Die glorreichen Sieben der additiven Verfahren
Grundsätzlich ähneln die Metall 3D-Drucker den Vorgängen in einem Tintenstrahldrucker. Daher ist im allgemeinen Sprachgebrauch von 3D-Druck die Rede. Die ISO/ASTM 52900 kategorisiert kommerziell erhältliche Additive Manufacturing-Systeme in sieben verschiedene Verfahren. Deren Grundprinzipien unterscheiden sich zum Teil deutlich, vor allem bezüglich der Ausgangswerkstoffe und der Art und Weise, wie die Materialschichten erzeugt werden.
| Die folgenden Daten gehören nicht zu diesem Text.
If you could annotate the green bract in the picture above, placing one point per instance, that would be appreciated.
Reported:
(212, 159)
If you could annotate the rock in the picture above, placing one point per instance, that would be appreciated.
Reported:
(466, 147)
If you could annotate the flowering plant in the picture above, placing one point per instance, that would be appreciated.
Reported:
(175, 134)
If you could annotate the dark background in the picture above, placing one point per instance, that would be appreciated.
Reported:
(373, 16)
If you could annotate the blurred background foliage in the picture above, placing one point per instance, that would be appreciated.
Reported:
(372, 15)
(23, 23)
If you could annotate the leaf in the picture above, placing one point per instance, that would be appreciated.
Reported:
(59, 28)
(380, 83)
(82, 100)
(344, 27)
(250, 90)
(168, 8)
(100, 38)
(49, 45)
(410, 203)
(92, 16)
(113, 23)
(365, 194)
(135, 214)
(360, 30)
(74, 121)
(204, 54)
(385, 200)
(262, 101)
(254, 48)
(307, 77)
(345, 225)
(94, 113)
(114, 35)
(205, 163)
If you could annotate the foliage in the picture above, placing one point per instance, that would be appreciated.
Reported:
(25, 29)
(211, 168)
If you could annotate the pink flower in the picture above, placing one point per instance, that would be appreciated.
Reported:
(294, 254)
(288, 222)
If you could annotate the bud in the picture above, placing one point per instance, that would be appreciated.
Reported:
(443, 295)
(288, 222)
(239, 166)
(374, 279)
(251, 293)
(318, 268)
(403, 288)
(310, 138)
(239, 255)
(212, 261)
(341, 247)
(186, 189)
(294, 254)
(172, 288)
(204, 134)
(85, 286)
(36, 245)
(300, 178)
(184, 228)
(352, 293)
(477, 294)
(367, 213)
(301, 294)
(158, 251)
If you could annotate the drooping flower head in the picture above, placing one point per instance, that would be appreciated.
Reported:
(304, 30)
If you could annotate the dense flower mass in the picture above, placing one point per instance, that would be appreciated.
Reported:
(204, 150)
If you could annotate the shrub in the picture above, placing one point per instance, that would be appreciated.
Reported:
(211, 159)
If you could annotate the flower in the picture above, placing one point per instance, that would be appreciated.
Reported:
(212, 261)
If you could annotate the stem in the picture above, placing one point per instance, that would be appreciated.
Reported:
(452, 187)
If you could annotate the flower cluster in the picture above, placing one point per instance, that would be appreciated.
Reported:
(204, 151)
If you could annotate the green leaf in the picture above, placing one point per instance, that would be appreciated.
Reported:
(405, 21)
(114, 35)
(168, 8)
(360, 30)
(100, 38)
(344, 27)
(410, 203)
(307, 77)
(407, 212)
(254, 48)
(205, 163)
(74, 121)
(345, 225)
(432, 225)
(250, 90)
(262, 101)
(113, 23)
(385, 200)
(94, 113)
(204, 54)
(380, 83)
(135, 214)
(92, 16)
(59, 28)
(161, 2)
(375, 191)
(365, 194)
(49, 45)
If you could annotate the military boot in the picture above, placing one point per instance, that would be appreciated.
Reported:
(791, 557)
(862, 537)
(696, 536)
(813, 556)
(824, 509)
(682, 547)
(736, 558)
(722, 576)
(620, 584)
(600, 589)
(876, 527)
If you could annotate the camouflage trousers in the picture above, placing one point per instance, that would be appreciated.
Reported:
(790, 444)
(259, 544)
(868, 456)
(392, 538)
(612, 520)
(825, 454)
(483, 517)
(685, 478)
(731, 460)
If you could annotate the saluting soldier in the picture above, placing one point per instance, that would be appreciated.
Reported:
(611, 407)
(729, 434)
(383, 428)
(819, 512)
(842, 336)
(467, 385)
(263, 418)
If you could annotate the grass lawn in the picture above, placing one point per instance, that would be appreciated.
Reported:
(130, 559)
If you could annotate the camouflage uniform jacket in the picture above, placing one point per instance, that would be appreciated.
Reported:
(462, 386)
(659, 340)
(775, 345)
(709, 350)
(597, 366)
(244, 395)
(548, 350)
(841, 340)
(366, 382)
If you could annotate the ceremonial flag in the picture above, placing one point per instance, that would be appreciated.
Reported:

So kann die Basis eines 3D-Drucks flüssig, pulverisiert, viskos oder fest sein. Das Material wird je nach Technologie durch Zusammenschmelzen, Sintern, Laminieren, Verkleben oder Polymerisation verfestigt und aufgebaut.
Powder Bed Fusion (PBF)
Die Powder Bed Fusion-Verfahren (DIN: pulverbettbasiertes Schmelzen) sind die dominierenden Verfahren im Metallbereich. Die Herstellung von Bauteilen erfolgt durch den schichtweisen Aufbau von Material. Dabei entsprechen die einzelnen Schichten den horizontalen „Schnitten“ eines dreidimensionalen CAD-Abbilds des herzustellenden Körpers. Aus diesen Schichten wird anschließend ein Steuerungsprogramm berechnet, das einen Laser- oder Elektronenstrahl hochpräzise über diese Schnitte dirigiert, um das Material über deren gesamte Fläche zu verschmelzen. Der Bereich haftet an der vorherigen Schicht und wird beim Abkühlen des Materials fest. Sobald die Schicht geschmolzen ist, wird eine neue Pulverschicht aufgetragen. DMG MORI ist in diesem Bereich mit der LASERTEC SLM Baureihe Baureihe erfolgreich am Markt präsent.
Material Extrusion (MEX)
Beim Verfahren der Material Extrusion (DIN: Materialextrusion) wird der Werkstoff selektiv durch eine Öffnung abgegeben. Die sich bewegende Düse, auch Extruder genannt, trägt eine Materialschicht auf, woraufhin sich entweder der Extruder oder die Bauplattform hebt bzw. senkt und der Vorgang wiederholt wird. Mit MEX können verschiedene Materialien gedruckt werden. Zumeist handelt sich dabei um thermoplastische Kunststoffe (z. B. ABS, Nylon, PEEK, PLA). Generell kann die Materialextrusion pastenartige Materialien verarbeiten. Dazu zählen Beton oder Keramik, aber auch Lebensmittel wie Schokolade oder Teig.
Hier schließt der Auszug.